LDL Cholesterol Calculator - Friedewald Equation

Calculate your LDL (low-density lipoprotein) cholesterol using the Friedewald equation. Enter your total cholesterol, HDL cholesterol, and triglycerides from a fasting lipid panel to estimate your LDL level and cardiovascular risk category.

What is LDL Cholesterol?

LDL (Low-Density Lipoprotein) cholesterol is often called "bad cholesterol" because elevated levels are strongly associated with the development of atherosclerosis — the buildup of fatty plaques in the walls of arteries. This process can lead to coronary heart disease, stroke, and peripheral arterial disease. LDL particles carry cholesterol from the liver to the tissues and arteries, and when present in excess, they can infiltrate the arterial wall, triggering an inflammatory response that forms atherosclerotic plaques.

Cholesterol is a waxy, fat-like substance that is essential for life. It is a component of cell membranes, a precursor for steroid hormones (cortisol, estrogen, testosterone), bile acids, and vitamin D. The liver produces approximately 80% of the body's cholesterol, while the remaining 20% comes from dietary sources. Because cholesterol is not water-soluble, it must be transported through the bloodstream within lipoproteins — protein-coated particles that make fat transport possible.

LDL cholesterol has been established as a causal factor in atherosclerotic cardiovascular disease (ASCVD) through decades of epidemiological studies, genetic research (Mendelian randomization studies), and clinical trials. The relationship between LDL cholesterol and cardiovascular risk is log-linear: every 38.67 mg/dL (1 mmol/L) reduction in LDL cholesterol reduces cardiovascular events by approximately 22%. This has made LDL the primary target of lipid-lowering therapy worldwide.

The Friedewald Equation

The Friedewald equation, published by William Friedewald and colleagues in 1972 in the journal Clinical Chemistry, remains the most widely used method for estimating LDL cholesterol from a standard fasting lipid panel. Rather than measuring LDL directly (which is more expensive and technically demanding), the equation calculates LDL from three readily available measurements.

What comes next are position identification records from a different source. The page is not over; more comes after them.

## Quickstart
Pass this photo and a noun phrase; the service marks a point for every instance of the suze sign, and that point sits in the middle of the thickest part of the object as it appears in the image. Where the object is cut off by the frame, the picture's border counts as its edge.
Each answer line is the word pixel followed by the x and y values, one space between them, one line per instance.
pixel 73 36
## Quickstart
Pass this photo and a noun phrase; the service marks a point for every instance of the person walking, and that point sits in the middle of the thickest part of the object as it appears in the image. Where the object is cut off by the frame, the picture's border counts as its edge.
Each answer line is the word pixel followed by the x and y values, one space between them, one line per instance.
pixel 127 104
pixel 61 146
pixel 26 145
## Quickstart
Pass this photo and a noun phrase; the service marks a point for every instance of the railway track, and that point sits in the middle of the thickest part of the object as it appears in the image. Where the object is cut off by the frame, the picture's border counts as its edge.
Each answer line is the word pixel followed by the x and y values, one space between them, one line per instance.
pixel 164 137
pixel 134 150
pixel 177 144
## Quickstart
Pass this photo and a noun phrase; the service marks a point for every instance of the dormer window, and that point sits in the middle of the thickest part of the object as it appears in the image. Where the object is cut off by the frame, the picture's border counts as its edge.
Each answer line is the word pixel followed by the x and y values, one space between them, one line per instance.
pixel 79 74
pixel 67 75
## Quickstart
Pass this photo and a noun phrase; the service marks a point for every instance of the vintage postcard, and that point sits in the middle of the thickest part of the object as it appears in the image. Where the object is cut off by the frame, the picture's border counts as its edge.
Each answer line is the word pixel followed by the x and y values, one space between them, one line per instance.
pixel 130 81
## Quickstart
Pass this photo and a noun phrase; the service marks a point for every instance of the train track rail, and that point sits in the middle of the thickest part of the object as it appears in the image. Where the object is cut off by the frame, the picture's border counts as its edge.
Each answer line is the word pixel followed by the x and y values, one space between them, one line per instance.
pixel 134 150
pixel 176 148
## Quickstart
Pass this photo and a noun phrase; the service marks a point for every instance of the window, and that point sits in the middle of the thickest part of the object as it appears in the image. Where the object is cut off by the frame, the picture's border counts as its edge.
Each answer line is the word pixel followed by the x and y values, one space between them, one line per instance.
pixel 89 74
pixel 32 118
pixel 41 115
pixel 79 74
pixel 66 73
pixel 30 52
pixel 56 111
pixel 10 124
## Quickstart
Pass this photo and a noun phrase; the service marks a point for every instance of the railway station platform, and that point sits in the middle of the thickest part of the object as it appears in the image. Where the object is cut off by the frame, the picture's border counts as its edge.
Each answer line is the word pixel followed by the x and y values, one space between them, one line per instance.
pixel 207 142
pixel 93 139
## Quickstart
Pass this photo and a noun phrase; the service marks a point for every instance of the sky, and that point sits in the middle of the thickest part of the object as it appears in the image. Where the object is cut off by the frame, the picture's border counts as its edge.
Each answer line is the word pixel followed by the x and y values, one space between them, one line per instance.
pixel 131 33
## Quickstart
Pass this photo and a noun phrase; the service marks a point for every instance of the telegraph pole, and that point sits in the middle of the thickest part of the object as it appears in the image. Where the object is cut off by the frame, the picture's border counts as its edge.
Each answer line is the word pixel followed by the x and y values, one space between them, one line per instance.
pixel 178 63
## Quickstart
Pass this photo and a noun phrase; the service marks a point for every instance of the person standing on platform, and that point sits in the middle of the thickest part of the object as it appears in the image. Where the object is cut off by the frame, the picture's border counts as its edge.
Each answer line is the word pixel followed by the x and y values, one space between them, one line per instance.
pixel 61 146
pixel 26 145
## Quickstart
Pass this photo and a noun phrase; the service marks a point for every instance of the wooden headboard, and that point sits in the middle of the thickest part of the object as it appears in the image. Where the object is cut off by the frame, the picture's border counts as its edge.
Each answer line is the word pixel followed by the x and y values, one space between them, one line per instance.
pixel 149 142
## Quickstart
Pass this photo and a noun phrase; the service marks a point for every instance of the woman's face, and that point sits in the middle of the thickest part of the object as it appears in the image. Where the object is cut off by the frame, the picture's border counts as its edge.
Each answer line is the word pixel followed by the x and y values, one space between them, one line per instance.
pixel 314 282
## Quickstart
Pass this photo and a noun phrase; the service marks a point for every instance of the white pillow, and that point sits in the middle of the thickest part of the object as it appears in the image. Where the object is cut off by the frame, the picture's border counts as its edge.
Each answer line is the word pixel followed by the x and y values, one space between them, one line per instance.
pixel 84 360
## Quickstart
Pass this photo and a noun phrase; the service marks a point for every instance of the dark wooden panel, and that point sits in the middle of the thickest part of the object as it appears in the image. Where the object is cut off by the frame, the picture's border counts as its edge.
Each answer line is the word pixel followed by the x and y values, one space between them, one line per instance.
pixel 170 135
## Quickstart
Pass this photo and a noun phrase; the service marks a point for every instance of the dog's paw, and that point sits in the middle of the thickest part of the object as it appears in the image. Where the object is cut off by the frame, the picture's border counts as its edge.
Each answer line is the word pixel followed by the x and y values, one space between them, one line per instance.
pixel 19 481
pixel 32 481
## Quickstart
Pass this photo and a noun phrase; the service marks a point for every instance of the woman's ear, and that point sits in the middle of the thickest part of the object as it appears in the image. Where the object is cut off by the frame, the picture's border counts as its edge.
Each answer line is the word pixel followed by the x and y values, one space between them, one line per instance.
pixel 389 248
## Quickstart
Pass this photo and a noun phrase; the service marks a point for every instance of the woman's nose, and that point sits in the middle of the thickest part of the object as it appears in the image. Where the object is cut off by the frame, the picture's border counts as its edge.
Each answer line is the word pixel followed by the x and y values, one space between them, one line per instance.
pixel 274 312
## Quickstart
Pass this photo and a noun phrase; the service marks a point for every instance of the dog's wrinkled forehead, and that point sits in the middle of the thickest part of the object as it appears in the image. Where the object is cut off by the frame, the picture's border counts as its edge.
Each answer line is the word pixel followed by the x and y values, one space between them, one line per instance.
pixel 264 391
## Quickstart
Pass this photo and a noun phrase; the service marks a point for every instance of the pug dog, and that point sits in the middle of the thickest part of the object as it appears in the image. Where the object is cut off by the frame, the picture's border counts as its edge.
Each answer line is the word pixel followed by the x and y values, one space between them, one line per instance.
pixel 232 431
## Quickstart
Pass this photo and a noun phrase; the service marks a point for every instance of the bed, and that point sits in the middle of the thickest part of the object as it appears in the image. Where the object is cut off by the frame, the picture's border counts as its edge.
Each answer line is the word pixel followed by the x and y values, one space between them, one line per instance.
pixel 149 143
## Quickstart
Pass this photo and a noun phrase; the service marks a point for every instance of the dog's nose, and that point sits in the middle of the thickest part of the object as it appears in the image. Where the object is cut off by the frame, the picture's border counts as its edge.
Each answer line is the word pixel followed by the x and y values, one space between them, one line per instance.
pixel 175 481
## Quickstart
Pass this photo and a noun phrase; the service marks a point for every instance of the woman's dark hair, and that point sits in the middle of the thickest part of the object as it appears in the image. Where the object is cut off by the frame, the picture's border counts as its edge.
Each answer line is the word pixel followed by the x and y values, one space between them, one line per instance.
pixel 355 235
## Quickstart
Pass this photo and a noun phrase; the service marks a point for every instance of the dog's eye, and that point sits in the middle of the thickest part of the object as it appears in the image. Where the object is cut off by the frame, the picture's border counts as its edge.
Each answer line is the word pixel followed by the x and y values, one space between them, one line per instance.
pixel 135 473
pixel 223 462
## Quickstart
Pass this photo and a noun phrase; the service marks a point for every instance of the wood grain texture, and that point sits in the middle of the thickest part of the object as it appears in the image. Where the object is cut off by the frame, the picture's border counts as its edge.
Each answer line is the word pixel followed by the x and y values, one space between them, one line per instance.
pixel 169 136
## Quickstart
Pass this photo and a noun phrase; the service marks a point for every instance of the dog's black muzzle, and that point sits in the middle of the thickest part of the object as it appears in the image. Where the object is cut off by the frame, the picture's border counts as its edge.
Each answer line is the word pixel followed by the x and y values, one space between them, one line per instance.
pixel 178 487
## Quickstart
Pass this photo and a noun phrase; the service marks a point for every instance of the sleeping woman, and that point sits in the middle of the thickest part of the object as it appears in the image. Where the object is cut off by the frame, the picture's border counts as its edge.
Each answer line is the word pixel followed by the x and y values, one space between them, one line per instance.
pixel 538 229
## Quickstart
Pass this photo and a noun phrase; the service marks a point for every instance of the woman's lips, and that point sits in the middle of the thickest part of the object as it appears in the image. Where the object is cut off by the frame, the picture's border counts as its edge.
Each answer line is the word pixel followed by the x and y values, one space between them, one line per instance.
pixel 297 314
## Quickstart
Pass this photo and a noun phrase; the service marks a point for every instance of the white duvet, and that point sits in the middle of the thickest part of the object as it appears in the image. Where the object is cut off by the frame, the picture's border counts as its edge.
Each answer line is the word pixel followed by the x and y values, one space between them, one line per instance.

LDL = Total Cholesterol − HDL − (Triglycerides ÷ 5)

The formula is based on the principle that total cholesterol equals the sum of LDL, HDL, and VLDL cholesterol. Since VLDL cholesterol is not routinely measured, Friedewald's key insight was that VLDL cholesterol can be estimated as triglycerides divided by 5 (in mg/dL units). This approximation holds because, in fasting samples, most triglycerides are carried in VLDL particles, and the cholesterol content of VLDL is approximately one-fifth of the triglyceride concentration.

LDL = TC − HDL − VLDL where VLDL ≈ TG / 5

While the Friedewald equation has served clinical medicine well for over 50 years, it has known limitations. In 2020, Martin, Hopkins, and colleagues developed an improved equation (the Martin/Hopkins method) that uses adjustable triglyceride-to-VLDL ratios based on a patient's specific triglyceride and non-HDL cholesterol levels. This newer method is more accurate across a wider range of triglyceride values but is computationally more complex.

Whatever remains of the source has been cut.